Minggu, 15 Maret 2020

Menjelajah Yogyakarta (2): Borobodur, Warisan Budaya yang Mendunia

Hari berganti, candi Borobudur adalah tujuan kami berikutnya. Ditemani seorang teman yang juga sebagai pemandu jalan, kami meluncur menuju Magelang. Jalanan cukup lengang di pagi hari. Mobil yang kami tumpangi meluncur di atas jalanan beraspal mulus, dengan sesekali naik turun ketika mendekati tujuan. Saya cukup bersemangat waktu itu, penasaran seperti apa 'wajah' Borobudur sekarang.
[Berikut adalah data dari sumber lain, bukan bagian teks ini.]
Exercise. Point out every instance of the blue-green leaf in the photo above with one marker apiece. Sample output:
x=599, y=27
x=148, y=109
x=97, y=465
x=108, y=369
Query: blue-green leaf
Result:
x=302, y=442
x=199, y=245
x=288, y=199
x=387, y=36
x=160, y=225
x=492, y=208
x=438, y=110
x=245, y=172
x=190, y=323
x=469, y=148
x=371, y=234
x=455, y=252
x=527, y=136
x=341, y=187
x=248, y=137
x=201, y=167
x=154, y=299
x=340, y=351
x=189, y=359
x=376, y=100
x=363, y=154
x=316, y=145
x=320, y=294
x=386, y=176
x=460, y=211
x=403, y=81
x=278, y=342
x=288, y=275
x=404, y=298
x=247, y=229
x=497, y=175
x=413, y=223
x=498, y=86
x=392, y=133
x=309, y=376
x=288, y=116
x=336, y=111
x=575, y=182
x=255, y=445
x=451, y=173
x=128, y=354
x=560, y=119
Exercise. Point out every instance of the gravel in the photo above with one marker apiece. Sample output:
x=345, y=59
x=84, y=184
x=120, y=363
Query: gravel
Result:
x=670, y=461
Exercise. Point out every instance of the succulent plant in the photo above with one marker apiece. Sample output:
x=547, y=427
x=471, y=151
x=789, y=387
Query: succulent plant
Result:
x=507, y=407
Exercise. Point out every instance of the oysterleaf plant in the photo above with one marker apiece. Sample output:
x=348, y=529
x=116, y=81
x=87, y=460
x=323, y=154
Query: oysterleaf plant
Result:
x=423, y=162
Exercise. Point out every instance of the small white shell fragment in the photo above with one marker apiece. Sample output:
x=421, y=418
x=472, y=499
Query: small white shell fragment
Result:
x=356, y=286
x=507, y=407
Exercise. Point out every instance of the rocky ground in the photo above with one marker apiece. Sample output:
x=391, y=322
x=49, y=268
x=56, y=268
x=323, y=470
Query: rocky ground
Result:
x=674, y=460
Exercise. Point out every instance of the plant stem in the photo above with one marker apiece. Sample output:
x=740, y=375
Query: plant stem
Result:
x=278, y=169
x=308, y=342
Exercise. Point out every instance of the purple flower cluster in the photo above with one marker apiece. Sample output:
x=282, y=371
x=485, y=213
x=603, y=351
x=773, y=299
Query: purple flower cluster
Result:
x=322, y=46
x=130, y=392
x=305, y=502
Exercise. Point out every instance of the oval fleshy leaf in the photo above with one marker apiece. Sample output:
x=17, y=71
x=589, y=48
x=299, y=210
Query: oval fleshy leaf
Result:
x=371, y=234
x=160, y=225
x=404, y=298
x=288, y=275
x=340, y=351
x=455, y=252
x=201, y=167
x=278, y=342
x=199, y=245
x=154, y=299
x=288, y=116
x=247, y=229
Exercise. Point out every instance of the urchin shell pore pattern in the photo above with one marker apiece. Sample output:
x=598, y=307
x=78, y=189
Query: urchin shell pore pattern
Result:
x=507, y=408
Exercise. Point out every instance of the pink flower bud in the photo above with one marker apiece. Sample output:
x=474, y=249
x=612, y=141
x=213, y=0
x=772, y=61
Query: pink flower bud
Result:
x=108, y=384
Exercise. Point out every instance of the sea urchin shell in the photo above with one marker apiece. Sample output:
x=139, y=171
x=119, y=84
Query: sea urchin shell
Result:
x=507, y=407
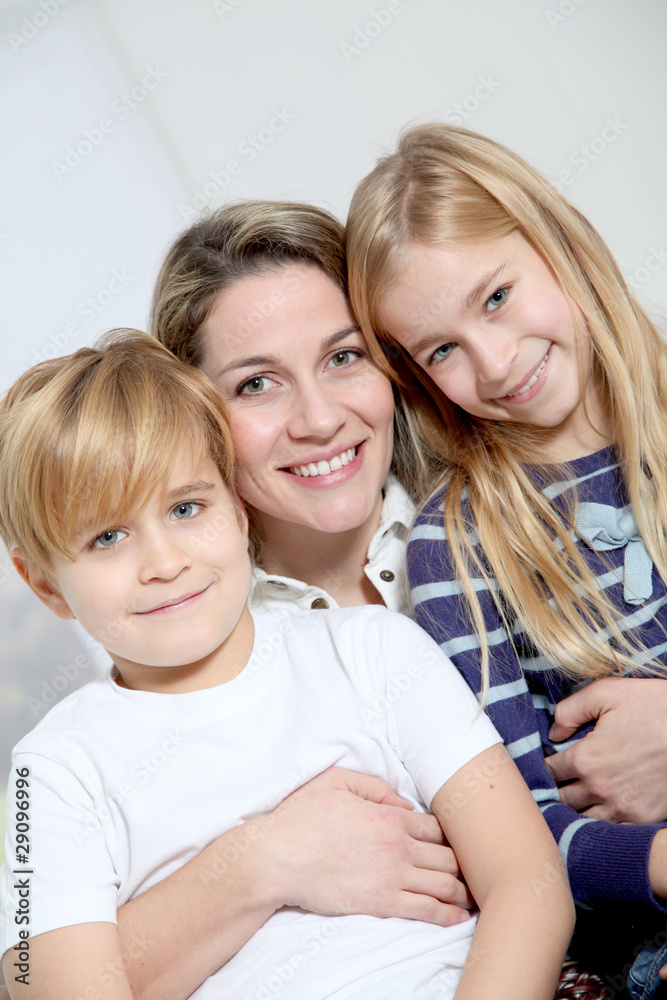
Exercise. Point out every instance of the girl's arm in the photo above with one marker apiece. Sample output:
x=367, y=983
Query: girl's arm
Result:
x=83, y=960
x=515, y=873
x=342, y=843
x=605, y=860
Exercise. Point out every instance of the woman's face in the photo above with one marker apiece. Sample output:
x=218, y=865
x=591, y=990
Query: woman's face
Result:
x=311, y=416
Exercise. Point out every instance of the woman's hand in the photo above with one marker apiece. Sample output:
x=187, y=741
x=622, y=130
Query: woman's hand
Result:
x=613, y=774
x=343, y=843
x=346, y=843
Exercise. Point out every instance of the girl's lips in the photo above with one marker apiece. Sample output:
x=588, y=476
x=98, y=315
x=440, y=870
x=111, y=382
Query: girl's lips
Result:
x=528, y=389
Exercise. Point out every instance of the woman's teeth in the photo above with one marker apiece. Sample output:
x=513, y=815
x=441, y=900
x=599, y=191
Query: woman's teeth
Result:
x=324, y=468
x=531, y=381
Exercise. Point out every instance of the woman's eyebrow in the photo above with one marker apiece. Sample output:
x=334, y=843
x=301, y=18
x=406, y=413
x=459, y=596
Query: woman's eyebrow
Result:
x=266, y=360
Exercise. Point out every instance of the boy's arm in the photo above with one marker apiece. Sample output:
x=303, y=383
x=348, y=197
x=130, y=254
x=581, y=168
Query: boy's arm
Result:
x=342, y=843
x=83, y=960
x=516, y=875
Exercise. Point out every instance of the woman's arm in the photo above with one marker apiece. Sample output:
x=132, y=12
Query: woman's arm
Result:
x=342, y=843
x=516, y=874
x=83, y=960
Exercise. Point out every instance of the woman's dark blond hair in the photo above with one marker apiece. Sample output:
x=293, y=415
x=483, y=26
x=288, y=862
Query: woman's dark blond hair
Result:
x=246, y=239
x=446, y=186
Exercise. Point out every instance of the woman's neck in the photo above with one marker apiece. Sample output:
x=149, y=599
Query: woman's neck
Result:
x=333, y=561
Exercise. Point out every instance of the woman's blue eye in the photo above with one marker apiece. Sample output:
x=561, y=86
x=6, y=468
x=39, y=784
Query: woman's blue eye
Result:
x=342, y=358
x=254, y=386
x=185, y=510
x=107, y=539
x=496, y=299
x=442, y=352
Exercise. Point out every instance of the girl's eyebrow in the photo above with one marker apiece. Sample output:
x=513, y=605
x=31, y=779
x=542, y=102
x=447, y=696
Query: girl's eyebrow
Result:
x=265, y=360
x=481, y=285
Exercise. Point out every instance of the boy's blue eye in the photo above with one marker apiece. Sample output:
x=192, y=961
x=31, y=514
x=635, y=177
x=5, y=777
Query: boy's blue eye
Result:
x=108, y=538
x=184, y=510
x=442, y=352
x=496, y=299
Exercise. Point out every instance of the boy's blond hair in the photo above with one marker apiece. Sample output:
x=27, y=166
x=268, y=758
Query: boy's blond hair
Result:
x=85, y=438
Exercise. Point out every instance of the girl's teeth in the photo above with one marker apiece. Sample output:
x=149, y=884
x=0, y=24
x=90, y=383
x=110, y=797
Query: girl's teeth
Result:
x=323, y=468
x=530, y=383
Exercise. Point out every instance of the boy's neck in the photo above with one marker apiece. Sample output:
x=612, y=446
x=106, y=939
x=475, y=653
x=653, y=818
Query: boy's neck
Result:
x=222, y=665
x=333, y=561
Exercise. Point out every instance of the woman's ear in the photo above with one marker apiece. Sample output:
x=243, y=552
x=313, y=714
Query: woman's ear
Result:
x=40, y=585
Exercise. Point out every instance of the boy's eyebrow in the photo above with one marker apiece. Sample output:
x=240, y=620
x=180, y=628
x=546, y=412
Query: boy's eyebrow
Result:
x=199, y=487
x=264, y=360
x=480, y=287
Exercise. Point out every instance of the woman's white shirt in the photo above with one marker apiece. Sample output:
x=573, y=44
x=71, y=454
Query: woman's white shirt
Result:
x=385, y=566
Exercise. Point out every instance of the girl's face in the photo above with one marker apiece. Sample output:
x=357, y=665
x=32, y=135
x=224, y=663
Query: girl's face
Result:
x=493, y=329
x=311, y=416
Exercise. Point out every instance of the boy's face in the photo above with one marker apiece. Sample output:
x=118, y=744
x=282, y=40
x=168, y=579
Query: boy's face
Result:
x=164, y=592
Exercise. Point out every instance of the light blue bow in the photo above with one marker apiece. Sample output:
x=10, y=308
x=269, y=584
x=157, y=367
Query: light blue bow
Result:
x=604, y=528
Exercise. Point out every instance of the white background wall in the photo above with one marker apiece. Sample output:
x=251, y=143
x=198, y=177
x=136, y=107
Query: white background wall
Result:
x=119, y=118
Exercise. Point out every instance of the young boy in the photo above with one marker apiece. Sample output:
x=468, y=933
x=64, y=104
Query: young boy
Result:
x=117, y=502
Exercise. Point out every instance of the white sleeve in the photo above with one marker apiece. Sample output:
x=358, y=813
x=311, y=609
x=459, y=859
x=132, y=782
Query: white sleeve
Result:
x=67, y=876
x=433, y=718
Dulu waktu kecil saya sering ikut rombongan karya wisata sekolah tempat ibu mengajar ke Borobudur, tetapi tak ada satupun kesan mendalam yang saya ingat kecuali kenangan digendong oleh seorang kawan ibu saya karena terlalu lelah berjalan dalam keadaan mabuk perjalanan.
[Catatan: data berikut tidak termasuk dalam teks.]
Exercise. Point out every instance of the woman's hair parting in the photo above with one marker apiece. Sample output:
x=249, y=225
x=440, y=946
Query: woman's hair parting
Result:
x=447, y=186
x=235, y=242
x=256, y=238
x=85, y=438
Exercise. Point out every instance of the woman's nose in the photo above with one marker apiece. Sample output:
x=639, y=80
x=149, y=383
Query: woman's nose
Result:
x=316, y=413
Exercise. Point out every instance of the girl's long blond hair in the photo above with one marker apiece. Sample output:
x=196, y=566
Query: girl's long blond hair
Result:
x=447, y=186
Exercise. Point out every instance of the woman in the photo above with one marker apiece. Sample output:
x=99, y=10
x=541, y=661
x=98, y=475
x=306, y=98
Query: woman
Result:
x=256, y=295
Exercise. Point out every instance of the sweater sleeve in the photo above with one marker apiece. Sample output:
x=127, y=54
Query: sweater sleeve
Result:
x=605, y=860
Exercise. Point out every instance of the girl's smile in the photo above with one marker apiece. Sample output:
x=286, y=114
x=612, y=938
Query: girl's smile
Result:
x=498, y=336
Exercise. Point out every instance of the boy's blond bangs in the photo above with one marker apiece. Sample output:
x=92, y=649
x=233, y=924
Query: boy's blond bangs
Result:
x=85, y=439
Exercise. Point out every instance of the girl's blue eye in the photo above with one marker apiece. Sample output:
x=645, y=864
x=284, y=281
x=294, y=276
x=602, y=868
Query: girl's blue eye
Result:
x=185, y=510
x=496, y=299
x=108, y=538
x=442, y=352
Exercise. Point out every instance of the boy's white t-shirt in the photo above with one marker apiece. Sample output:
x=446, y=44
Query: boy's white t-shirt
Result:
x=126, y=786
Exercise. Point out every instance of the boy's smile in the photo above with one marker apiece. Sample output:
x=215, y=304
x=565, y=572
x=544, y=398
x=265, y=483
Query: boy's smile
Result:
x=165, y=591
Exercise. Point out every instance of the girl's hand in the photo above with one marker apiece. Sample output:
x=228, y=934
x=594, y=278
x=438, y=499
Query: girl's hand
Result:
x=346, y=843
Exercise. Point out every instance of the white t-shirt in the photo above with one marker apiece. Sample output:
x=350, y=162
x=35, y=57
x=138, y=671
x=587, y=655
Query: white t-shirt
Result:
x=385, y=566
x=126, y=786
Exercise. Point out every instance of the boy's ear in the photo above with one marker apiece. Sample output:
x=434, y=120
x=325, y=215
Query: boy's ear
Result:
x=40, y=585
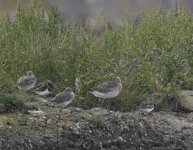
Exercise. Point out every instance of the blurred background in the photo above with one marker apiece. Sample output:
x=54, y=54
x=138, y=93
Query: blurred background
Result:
x=88, y=10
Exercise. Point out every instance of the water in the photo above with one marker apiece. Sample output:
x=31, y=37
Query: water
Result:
x=90, y=9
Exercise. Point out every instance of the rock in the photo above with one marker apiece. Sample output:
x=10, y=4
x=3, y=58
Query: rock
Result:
x=186, y=100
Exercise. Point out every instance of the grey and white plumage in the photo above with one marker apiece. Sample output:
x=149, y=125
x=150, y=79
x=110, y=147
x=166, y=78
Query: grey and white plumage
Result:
x=27, y=82
x=108, y=89
x=78, y=84
x=64, y=98
x=184, y=66
x=146, y=106
x=45, y=88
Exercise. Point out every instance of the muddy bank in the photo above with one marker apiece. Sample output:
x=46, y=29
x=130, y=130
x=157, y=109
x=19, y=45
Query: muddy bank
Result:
x=96, y=129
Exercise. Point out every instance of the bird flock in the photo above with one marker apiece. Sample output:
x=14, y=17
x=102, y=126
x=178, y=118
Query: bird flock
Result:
x=106, y=90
Candi Borobudur merupakan candi yang didirikan oleh dinasti Syailendra 800 tahun yang lalu. Borobudur memiliki koleksi relief terlengkat dan terbanyak di dunia dengan 2.672 panel relief yang menghiasi dinding-dindingnya. Stupa utamanya berada di tengah-tengah dengan dikelilingi oleh tiga barisan melingkar 72 stupa berlubang yang di dalamnya terdapat arca Buddha yang bersila. Konon menyentuh arca di dalam stupa dipercayai dapat mendatangkan rezeki. Belakangan saya ketahui aksi tersebut rupanya berbahaya untuk dilakukan karena dapat merusak candi.
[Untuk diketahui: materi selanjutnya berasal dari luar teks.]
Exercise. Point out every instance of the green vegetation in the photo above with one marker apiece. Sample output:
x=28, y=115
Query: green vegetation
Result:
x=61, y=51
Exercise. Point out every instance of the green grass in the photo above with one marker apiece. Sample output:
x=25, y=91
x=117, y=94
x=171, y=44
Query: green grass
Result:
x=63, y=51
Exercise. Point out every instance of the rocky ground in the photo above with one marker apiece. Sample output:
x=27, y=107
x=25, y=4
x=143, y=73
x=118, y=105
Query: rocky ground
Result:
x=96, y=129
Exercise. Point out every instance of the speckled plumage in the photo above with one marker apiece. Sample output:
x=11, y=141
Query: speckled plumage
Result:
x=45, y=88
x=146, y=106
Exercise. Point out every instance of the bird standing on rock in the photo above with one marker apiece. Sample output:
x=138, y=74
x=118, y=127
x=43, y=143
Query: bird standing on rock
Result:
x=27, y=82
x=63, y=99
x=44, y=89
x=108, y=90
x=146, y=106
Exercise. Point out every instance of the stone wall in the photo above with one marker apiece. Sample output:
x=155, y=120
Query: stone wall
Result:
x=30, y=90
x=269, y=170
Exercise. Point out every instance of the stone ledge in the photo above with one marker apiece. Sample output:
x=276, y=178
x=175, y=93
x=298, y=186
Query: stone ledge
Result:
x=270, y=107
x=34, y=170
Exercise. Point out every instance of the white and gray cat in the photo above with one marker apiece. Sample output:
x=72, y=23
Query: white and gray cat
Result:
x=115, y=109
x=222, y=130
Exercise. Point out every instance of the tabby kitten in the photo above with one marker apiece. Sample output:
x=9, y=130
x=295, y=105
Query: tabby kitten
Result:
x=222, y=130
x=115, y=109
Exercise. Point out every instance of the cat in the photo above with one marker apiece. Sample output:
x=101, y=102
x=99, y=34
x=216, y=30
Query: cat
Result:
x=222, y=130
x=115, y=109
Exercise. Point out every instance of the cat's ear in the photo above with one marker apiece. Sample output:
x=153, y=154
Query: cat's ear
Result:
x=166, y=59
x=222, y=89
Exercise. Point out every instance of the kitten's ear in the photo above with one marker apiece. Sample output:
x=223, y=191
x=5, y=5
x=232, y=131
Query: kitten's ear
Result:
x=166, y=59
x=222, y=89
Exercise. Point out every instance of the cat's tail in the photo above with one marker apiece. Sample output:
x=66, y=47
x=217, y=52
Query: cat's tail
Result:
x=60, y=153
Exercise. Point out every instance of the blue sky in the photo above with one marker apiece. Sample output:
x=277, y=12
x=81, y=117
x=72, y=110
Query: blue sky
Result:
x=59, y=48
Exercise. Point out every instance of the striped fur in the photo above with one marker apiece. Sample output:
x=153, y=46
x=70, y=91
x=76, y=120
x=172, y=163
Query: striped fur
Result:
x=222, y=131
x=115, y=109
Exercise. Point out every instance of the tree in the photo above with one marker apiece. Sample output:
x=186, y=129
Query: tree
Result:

Suasana masih sepi ketika kami sampai ke Borobudur. Setelah mengantri tiket kami mendapatkan selembar kain batik berwarna biru untuk dikenakan untuk menghormati candi. Kawasan wisatanya bersih dan teratur, dengan sign system berbahasa Indonesia dan bahasa Inggris. Mungkin karena pengunjungnya selain wisatawan lokal juga banyak wisatawan mancanegara sehingga dibuat sedemikian rupa.

Selain candi Borobudur yang sudah mendunia itu, terdapat pula museum yang bisa dikunjungi. Di museum tersebut kita dapat mengetahui informasi terkait sejarah pembangunan dan pemugaran candi Borobudur. Kami tidak menghabiskan waktu lama di museum dan langsung menuju candi untuk naik hingga ke puncak. Matahari mulai merangkak naik mengiringi langkah kaki meniti anak tangga yang terbentang. Sesekali kami berhenti untuk menarik napas, berfoto dan mengamati relief candi yang bersambungan membentuk rangkaian peristiwa. Saya berdecak kagum dengan detail dan susunan bebatuan yang bisa berbentuk sedemikian rupa. Dari puncak teratas candi bentang alam Magelang yang masih asri memanjakan mata, membuat betah berlama-lama kalau saja matahari tidak bersinar terik.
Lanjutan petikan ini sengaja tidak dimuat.